Clinical presentation of immunocompromised solid organ transplant recipient with SARS-CoV-2 reinfection.
In March 2020, a 66-year-old man residing in a transitional group living facility with a medical history notable for bipolar disorder and end-stage renal disease due to lithium toxicity, for which he had undergone living-donor renal transplantation two years prior, was hospitalized with fevers, fatigue, and dry cough (Fig. 1). Induction immunosuppression for renal transplantation had consisted of antithymocyte globulin, while maintenance immunosuppression initially included tacrolimus (a calcineurin inhibitor that inhibits T-cell cytokine production), mycophenolate mofetil (MMF, a B and T lymphocyte anti-proliferative agent), and low-dose prednisone. By the time of hospitalization, belatacept (a T lymphocyte costimulation blocker) had been substituted for tacrolimus due to the development of calcineurin-induced neurotoxicity, and prednisone had been discontinued due to perceived exacerbation of psychiatric illness. Persistent neutropenia complicated the post-transplantation course, requiring substitution of prophylactic inhaled pentamidine for trimethoprim-sulfamethoxazole and frequent infusions of filgrastim. Upon hospitalization, SARS-CoV-2 infection was diagnosed via reverse-transcriptase polymerase chain reaction (RT-PCR) performed on a nasopharyngeal swab (NP) specimen. He was subsequently enrolled in the Yale Implementing Medical and Public Health Action Against Coronavirus CT (IMPACT) study, a biospecimen repository housing clinical and demographic data as well as respiratory, blood, and other tissue samples from patients with confirmed COVID-19 at Yale New Haven Hospital.
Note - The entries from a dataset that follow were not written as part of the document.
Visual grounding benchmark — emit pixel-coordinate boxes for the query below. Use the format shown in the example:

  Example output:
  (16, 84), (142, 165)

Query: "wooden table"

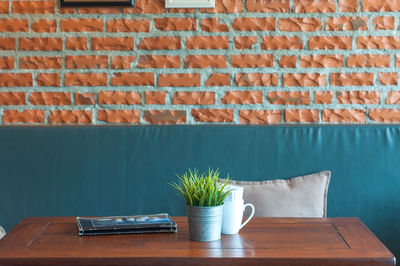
(0, 217), (395, 266)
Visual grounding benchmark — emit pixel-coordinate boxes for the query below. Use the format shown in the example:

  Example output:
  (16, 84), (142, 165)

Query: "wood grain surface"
(0, 217), (395, 266)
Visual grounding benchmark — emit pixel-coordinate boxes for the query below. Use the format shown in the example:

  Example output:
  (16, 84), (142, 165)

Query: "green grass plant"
(169, 169), (230, 207)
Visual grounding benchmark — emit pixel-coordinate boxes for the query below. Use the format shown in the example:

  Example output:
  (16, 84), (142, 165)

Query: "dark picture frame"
(60, 0), (135, 7)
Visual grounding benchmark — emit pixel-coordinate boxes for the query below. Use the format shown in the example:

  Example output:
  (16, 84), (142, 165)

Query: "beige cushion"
(225, 171), (331, 217)
(0, 225), (6, 239)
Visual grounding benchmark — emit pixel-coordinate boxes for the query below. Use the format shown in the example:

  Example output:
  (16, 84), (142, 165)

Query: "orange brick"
(76, 6), (121, 14)
(61, 19), (104, 32)
(36, 73), (60, 87)
(314, 91), (333, 104)
(330, 73), (374, 86)
(283, 73), (326, 87)
(12, 1), (54, 14)
(0, 91), (26, 105)
(99, 91), (142, 105)
(200, 18), (229, 32)
(64, 73), (108, 86)
(372, 17), (394, 30)
(111, 55), (136, 69)
(57, 7), (75, 14)
(221, 91), (263, 104)
(123, 0), (166, 14)
(206, 73), (231, 86)
(347, 54), (390, 67)
(74, 93), (96, 105)
(386, 91), (400, 104)
(168, 8), (196, 13)
(138, 55), (181, 68)
(0, 38), (15, 50)
(97, 110), (140, 123)
(279, 18), (322, 31)
(92, 37), (134, 51)
(325, 17), (368, 31)
(234, 36), (257, 49)
(300, 55), (343, 68)
(261, 36), (303, 50)
(191, 109), (233, 123)
(154, 18), (196, 31)
(107, 19), (150, 32)
(19, 56), (62, 69)
(158, 73), (200, 87)
(267, 91), (310, 105)
(0, 1), (11, 14)
(339, 0), (358, 12)
(308, 36), (352, 50)
(49, 110), (93, 124)
(0, 73), (33, 87)
(172, 91), (215, 105)
(246, 0), (290, 13)
(3, 110), (44, 124)
(285, 109), (319, 123)
(0, 56), (14, 69)
(65, 55), (108, 69)
(200, 0), (243, 13)
(231, 54), (274, 67)
(67, 37), (88, 50)
(111, 72), (154, 86)
(378, 72), (399, 85)
(168, 8), (196, 13)
(19, 38), (62, 51)
(144, 91), (167, 104)
(32, 19), (57, 32)
(278, 55), (296, 68)
(186, 36), (229, 49)
(232, 17), (275, 31)
(0, 19), (29, 32)
(144, 110), (186, 124)
(235, 73), (278, 86)
(29, 92), (71, 105)
(293, 0), (336, 13)
(362, 0), (400, 12)
(369, 109), (400, 123)
(336, 91), (381, 104)
(139, 37), (181, 50)
(322, 109), (365, 123)
(184, 55), (226, 68)
(357, 36), (400, 50)
(239, 110), (282, 125)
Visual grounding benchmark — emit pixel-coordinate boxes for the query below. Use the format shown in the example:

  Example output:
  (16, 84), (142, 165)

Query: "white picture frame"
(165, 0), (215, 8)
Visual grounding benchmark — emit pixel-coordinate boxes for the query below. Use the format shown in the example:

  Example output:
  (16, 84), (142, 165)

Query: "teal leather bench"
(0, 125), (400, 262)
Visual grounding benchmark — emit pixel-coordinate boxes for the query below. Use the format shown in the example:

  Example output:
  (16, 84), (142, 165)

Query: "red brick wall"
(0, 0), (400, 124)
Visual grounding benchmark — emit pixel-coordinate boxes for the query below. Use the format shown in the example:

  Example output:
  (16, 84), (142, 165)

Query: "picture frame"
(60, 0), (135, 7)
(165, 0), (215, 8)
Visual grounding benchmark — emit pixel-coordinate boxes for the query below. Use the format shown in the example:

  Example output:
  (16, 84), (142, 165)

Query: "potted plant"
(170, 169), (230, 241)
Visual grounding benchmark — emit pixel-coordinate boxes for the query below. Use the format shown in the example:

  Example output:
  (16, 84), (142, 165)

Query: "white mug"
(221, 199), (255, 235)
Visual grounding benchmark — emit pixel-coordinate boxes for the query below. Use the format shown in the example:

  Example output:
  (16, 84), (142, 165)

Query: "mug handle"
(239, 203), (256, 230)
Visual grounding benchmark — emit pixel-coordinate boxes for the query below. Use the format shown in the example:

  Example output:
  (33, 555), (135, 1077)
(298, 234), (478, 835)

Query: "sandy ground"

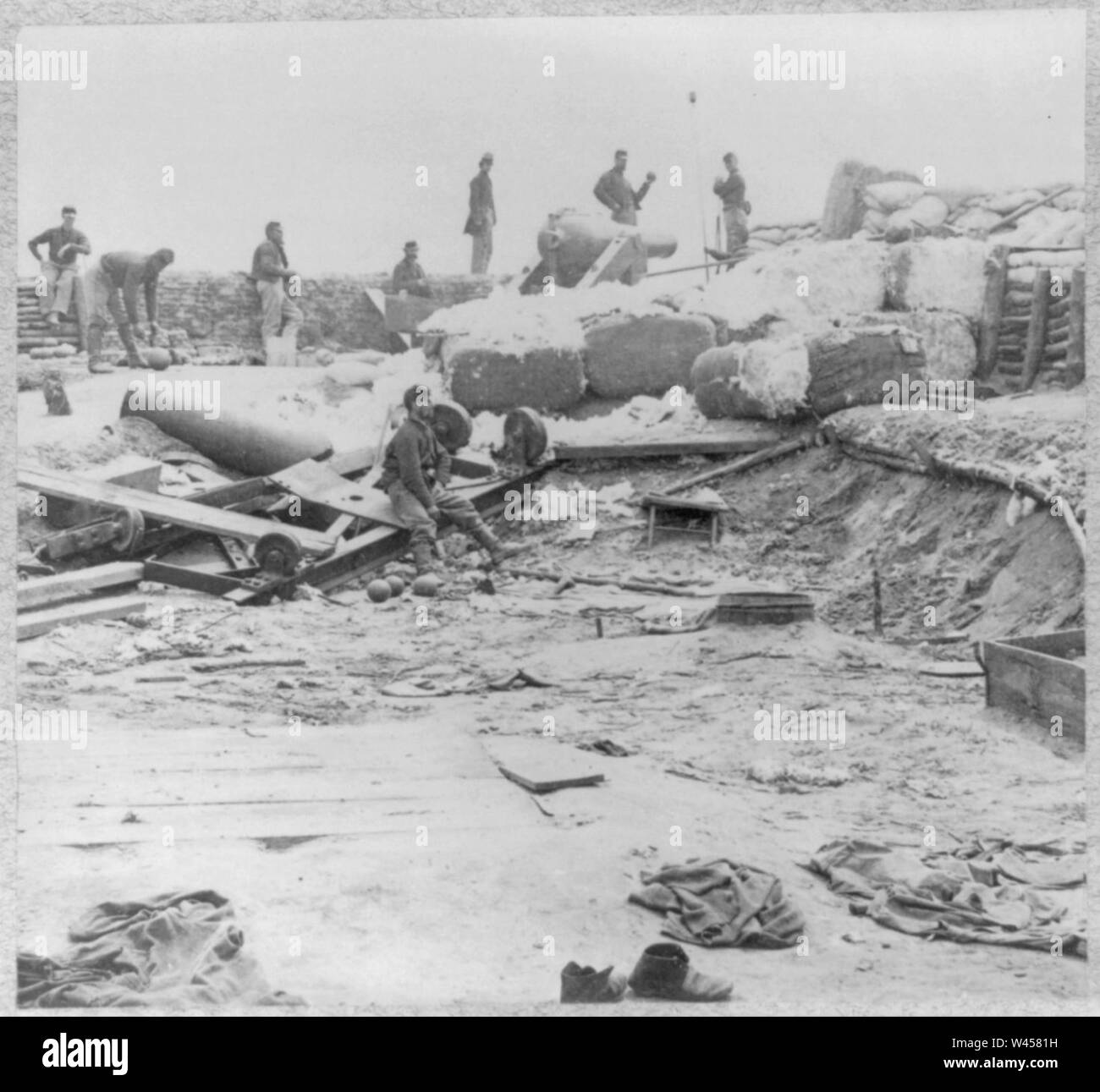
(19, 365), (1086, 1015)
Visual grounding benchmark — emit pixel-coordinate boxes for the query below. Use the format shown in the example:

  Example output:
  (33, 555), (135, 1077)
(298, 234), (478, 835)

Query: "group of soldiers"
(29, 205), (176, 371)
(29, 149), (751, 371)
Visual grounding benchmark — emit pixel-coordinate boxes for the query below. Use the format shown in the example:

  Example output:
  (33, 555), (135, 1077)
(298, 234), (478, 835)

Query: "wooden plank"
(15, 465), (334, 556)
(554, 432), (780, 462)
(980, 641), (1085, 741)
(997, 629), (1086, 659)
(271, 458), (404, 527)
(1066, 268), (1085, 386)
(15, 595), (146, 641)
(1020, 270), (1051, 391)
(17, 778), (532, 847)
(975, 246), (1009, 380)
(15, 561), (146, 611)
(485, 738), (604, 793)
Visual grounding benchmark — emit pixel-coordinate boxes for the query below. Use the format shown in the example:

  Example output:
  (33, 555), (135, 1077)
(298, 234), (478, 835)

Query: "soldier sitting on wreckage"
(377, 385), (524, 576)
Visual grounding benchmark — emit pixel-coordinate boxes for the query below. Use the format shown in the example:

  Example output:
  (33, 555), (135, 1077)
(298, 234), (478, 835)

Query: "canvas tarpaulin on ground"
(630, 858), (806, 948)
(806, 838), (1086, 958)
(18, 891), (303, 1008)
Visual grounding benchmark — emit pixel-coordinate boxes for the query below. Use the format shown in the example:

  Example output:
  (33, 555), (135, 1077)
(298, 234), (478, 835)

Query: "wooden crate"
(978, 629), (1085, 743)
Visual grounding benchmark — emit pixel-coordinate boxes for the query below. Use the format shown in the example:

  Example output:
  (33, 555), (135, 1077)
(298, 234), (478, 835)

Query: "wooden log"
(663, 433), (811, 494)
(1066, 268), (1085, 385)
(15, 595), (146, 641)
(976, 246), (1009, 380)
(15, 561), (146, 611)
(989, 183), (1074, 232)
(1020, 270), (1051, 391)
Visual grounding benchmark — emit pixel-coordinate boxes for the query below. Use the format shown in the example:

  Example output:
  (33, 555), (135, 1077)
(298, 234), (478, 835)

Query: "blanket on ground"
(804, 838), (1086, 959)
(630, 858), (806, 948)
(17, 891), (303, 1008)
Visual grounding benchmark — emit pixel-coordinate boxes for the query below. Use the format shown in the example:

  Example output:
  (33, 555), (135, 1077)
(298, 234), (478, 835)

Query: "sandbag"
(884, 239), (987, 321)
(580, 312), (721, 398)
(864, 182), (924, 215)
(982, 189), (1044, 217)
(855, 310), (976, 381)
(443, 338), (584, 414)
(821, 160), (883, 239)
(806, 326), (925, 417)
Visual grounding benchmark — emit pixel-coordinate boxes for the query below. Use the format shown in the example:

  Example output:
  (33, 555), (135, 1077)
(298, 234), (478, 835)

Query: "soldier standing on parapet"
(249, 220), (304, 366)
(462, 151), (496, 274)
(714, 151), (752, 254)
(591, 149), (657, 224)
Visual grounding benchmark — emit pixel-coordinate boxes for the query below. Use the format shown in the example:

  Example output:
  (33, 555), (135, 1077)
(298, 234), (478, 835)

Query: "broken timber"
(15, 561), (144, 611)
(15, 466), (336, 556)
(15, 595), (146, 641)
(553, 432), (778, 462)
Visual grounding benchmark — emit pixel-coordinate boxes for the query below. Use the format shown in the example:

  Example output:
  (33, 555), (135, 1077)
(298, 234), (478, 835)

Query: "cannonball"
(366, 579), (391, 602)
(413, 573), (441, 600)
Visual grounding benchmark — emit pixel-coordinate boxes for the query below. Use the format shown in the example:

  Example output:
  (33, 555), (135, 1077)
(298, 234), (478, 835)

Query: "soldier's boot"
(118, 322), (146, 367)
(470, 524), (527, 565)
(413, 542), (436, 576)
(88, 326), (111, 375)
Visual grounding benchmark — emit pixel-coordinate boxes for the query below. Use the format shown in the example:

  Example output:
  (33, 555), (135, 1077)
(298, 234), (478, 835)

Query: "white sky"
(19, 10), (1085, 275)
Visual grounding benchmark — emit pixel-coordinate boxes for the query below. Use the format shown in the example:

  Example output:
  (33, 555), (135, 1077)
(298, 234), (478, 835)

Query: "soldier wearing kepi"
(85, 249), (176, 371)
(591, 149), (657, 224)
(714, 151), (752, 254)
(250, 220), (304, 365)
(462, 151), (496, 274)
(28, 205), (91, 327)
(377, 385), (523, 575)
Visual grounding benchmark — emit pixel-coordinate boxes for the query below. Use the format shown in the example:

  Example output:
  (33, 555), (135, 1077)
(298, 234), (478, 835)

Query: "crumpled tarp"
(806, 838), (1086, 958)
(630, 858), (806, 948)
(18, 891), (304, 1008)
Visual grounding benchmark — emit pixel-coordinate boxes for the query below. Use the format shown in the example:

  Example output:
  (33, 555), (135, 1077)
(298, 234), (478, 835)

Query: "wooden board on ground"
(485, 737), (604, 793)
(17, 718), (545, 849)
(15, 561), (144, 611)
(271, 458), (403, 527)
(917, 663), (986, 678)
(15, 595), (146, 641)
(553, 432), (782, 462)
(15, 465), (336, 556)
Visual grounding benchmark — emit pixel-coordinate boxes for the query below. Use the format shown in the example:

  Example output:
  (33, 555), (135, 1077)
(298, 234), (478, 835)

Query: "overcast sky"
(19, 10), (1085, 274)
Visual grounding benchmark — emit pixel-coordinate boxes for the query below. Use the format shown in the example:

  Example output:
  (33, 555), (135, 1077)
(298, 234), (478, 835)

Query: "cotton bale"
(807, 326), (925, 417)
(443, 337), (586, 414)
(585, 315), (715, 398)
(884, 239), (987, 321)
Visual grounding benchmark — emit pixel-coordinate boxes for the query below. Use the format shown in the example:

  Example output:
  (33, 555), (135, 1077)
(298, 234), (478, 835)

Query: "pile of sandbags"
(880, 239), (989, 321)
(850, 311), (978, 381)
(745, 220), (820, 250)
(443, 337), (586, 414)
(580, 312), (715, 398)
(690, 336), (810, 420)
(806, 326), (925, 417)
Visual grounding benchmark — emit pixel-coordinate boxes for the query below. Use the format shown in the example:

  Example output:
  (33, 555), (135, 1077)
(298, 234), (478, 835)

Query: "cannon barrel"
(539, 209), (677, 288)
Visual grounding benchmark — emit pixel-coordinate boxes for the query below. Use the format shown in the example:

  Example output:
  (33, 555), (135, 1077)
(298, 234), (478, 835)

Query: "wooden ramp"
(17, 715), (546, 853)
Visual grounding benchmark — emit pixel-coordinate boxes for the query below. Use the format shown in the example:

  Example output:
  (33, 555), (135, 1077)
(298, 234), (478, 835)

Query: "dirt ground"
(18, 365), (1086, 1015)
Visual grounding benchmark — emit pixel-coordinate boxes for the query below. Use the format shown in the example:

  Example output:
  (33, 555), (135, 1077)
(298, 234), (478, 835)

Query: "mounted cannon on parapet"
(520, 209), (677, 294)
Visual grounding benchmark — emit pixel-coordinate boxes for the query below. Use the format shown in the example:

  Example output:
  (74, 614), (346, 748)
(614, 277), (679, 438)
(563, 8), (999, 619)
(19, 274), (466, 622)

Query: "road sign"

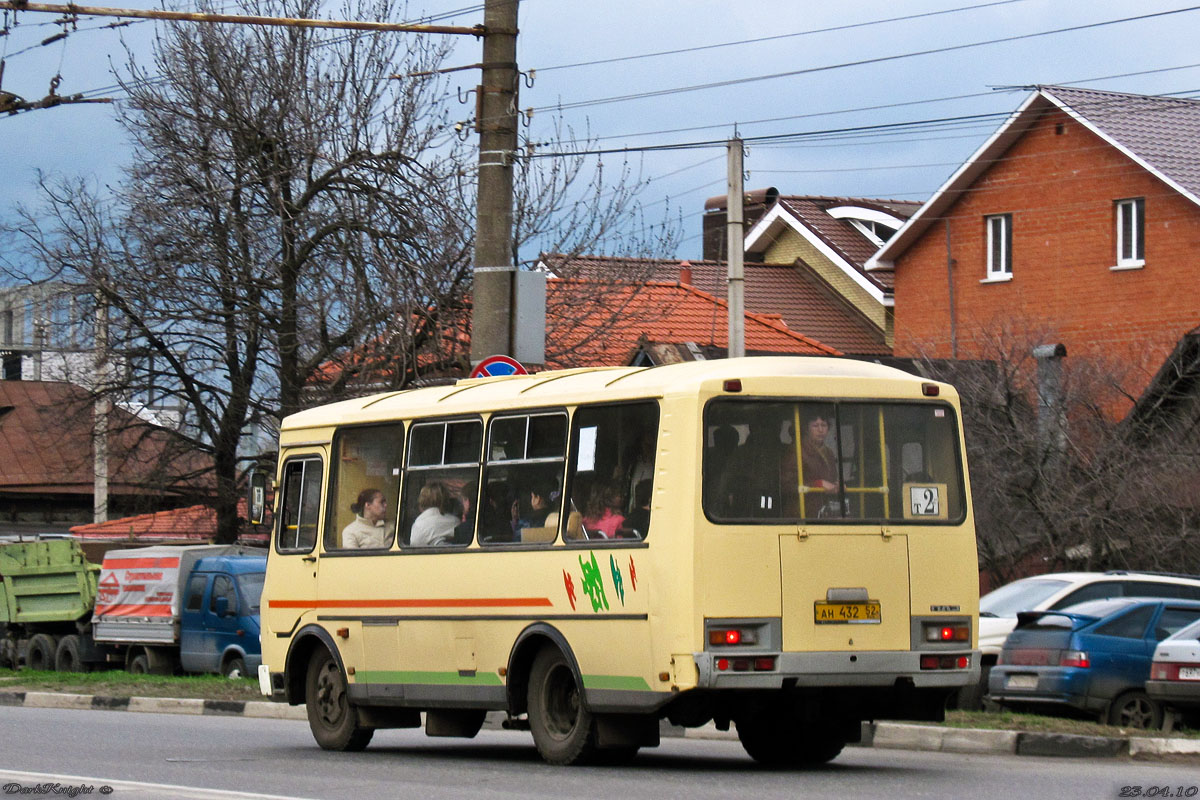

He developed symptomatic moderate COVID-19 for which he received hydroxychloroquine and atazanavir for 5 days and a single dose of tocilizumab at 8 milligrams/kilogram (mg/kg). MMF was paused and a reduced dose of belatacept was administered in the setting of acute infection. The oxygen requirement peaked at 4 liters per minute by nasal cannula; by 13 days from symptom onset (DFSO), the patient was transitioned to room air. Though the patient was asymptomatic thereafter, nasopharyngeal (NP) swabs and saliva (SL) from the patient remained positive for SARS-CoV-2 by PCR throughout the hospital stay (Extended Data Table S2). The patient was discharged from the hospital on 27 DFSO to the transitional group residential facility after a 14-day period without hypoxia, reemergence of symptoms, or other clinical signs of infection. MMF was restarted on discharge.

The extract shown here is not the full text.